To get the rpm you just need to write a simple spec that pick the yourproject-0.1.0.tgz file and run the in a specific location. I even build a custom python inside the rpm file to avoid server incompatibilities. I starting to think about creating two separate packages, one for the python and one for the project and make the later depends on the former. That would be much cleaner, but for now the first option does the job perfectly. I've never written a spec file before but I must admit it was much easier than I thought. Sadly, I can't say the same about Debian packages. But the important thing is that the idea is the same.

So, that's how we build and deploy our final solutions to our clients and we and they are very happy with the outcomes. But wait, there is more. How about nighty builds? Building and deploying rpm packages just for the nighty builds is quite heavy so that's where we are using Fabric.

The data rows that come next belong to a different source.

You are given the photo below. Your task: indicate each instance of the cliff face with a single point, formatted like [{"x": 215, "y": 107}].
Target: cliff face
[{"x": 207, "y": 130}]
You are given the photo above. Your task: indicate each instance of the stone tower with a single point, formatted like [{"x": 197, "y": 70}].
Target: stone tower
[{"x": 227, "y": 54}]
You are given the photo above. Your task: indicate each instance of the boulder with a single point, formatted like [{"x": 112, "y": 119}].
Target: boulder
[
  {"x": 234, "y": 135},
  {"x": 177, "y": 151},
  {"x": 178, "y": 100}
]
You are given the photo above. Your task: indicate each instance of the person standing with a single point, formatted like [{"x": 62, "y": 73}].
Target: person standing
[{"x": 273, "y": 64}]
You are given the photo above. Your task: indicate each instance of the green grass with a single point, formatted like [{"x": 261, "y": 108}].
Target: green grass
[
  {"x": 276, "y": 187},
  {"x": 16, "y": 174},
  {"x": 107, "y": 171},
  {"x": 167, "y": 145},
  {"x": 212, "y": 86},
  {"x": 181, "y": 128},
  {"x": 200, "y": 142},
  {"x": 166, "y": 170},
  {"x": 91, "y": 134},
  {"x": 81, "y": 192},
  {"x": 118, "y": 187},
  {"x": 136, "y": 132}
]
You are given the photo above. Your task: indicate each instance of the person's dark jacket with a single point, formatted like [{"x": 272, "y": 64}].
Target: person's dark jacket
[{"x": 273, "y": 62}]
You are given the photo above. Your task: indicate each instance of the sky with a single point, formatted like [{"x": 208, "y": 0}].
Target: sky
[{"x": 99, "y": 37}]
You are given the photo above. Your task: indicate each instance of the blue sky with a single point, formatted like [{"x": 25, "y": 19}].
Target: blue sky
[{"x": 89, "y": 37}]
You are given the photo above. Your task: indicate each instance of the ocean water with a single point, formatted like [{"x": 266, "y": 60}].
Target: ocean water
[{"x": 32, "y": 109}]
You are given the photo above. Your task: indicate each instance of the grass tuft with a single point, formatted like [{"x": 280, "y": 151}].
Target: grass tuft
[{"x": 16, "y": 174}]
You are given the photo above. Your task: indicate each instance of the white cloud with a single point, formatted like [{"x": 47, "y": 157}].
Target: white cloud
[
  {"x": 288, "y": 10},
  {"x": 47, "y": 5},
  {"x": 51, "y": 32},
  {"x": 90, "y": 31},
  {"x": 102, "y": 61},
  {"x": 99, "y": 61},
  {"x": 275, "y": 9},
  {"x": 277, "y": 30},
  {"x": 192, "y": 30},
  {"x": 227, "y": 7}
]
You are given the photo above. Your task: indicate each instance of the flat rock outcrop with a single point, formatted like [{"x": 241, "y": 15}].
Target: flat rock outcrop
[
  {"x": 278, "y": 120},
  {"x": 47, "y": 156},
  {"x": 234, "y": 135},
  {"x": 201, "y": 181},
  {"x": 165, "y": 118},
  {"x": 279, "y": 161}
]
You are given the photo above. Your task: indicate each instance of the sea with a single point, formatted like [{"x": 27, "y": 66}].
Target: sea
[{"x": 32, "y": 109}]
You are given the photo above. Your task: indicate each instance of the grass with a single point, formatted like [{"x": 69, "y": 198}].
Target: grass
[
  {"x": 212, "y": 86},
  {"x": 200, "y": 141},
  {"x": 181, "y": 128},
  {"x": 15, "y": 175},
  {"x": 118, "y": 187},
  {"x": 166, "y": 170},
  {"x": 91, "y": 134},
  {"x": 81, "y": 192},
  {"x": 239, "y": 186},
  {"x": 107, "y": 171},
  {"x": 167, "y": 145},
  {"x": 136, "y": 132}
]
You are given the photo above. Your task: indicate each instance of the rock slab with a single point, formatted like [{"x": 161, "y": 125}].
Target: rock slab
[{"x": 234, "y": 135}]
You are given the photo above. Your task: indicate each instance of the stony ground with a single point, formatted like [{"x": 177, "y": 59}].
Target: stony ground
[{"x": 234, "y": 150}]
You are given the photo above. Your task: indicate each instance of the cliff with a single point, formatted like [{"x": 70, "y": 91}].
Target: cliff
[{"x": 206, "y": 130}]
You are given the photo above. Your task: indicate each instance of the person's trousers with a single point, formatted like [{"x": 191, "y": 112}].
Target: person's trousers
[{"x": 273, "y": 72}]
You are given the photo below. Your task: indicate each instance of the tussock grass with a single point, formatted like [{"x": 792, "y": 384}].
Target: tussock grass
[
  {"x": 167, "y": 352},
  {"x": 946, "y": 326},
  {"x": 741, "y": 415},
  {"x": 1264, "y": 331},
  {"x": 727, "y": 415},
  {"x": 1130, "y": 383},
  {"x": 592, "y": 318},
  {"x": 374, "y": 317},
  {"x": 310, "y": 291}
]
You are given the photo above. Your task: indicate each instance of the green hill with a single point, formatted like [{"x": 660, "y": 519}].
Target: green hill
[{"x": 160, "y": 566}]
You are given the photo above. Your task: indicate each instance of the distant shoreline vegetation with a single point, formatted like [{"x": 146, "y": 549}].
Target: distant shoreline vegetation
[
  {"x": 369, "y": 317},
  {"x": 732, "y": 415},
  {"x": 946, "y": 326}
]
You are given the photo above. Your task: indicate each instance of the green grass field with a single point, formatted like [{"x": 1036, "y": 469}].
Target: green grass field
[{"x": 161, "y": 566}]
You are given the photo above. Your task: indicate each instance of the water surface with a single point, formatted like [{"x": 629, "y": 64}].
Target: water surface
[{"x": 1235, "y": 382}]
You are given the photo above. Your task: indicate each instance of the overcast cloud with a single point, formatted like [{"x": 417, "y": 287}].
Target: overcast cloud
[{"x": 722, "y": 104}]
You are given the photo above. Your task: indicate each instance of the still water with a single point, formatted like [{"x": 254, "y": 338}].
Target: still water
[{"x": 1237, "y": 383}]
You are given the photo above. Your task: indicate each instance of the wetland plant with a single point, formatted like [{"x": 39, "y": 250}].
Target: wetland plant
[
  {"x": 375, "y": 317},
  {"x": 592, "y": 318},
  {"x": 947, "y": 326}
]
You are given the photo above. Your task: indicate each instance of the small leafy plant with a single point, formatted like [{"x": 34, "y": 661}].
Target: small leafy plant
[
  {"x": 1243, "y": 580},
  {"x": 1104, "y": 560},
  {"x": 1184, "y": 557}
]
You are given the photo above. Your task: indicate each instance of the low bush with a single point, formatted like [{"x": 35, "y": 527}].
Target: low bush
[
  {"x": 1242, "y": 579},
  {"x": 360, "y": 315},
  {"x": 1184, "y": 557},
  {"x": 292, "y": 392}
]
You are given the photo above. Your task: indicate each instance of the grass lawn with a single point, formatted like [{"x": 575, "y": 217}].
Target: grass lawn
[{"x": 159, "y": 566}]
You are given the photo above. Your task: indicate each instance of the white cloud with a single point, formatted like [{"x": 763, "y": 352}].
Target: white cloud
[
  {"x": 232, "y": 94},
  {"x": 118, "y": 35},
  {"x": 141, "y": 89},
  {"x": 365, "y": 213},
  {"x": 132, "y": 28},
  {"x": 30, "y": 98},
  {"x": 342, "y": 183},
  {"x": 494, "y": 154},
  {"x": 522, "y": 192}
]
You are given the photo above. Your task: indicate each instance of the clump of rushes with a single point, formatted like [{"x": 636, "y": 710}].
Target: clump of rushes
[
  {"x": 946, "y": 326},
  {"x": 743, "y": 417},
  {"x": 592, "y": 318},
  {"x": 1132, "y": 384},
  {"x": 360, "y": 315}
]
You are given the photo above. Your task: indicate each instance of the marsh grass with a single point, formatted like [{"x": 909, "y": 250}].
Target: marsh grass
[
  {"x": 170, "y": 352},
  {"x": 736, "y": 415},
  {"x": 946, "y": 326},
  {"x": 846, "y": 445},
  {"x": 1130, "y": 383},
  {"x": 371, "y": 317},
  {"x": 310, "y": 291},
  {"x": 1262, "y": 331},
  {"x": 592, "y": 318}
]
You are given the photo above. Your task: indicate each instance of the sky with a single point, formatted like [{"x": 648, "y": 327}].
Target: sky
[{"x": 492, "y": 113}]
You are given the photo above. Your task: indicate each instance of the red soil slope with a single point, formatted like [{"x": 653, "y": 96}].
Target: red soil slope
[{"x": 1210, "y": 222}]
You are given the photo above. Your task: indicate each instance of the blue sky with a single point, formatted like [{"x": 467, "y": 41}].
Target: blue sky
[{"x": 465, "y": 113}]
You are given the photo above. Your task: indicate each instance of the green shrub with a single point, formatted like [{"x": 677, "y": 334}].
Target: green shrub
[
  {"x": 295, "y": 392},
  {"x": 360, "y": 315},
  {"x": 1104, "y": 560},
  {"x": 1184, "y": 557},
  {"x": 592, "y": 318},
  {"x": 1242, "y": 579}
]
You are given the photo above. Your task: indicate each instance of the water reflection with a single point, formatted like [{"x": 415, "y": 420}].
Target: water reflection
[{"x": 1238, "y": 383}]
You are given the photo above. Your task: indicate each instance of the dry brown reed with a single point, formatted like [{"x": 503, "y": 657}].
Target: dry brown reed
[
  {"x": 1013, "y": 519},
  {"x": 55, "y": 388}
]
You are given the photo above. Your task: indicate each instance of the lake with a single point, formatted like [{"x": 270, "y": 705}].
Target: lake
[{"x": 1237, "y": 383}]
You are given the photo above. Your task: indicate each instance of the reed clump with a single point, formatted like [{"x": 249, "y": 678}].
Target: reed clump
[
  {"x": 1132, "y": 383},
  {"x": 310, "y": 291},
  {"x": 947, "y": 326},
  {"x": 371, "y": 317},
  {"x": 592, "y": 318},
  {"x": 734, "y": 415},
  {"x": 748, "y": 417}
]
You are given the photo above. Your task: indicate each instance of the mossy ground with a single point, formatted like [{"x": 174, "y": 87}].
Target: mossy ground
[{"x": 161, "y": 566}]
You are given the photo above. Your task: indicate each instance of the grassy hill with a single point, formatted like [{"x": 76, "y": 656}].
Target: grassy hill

Manuel Viera has created a system that roughly does the following:

  1. Creates a OpenVZ virtual machine programatically from a CentOS 5.5 or Debian 5.0 template
  2. Configure its network programmatically too
  3. Execute a fabric script that:
    1. Connects to the fresh virtual machine through ssh
    2. Install a bunch of operating system packages that will be needed to run a buildout. These packages are listed in a file that every project has: deployment.cfg
    3. Creates a user and a group
    4. With that user, fetch, configure, compile and install a custom python. The version of this python is also in the deployment.cfg file.
    5. Copy the project files to the virtual machine or, in some cases, just do a checkout/clone
    6. Run the bootstrap and buildout dance with the python it just compiled.
    7. Run the test suite and fetch the results
    8. Optionally, creates the source distribution and the rpm package
  4. Destroy the virtual machine

And we are on the process to run this algorithm for every project, every night. I bet that will give us another point in the Joel Test :-)

Kudos to Manu and his mighty powers.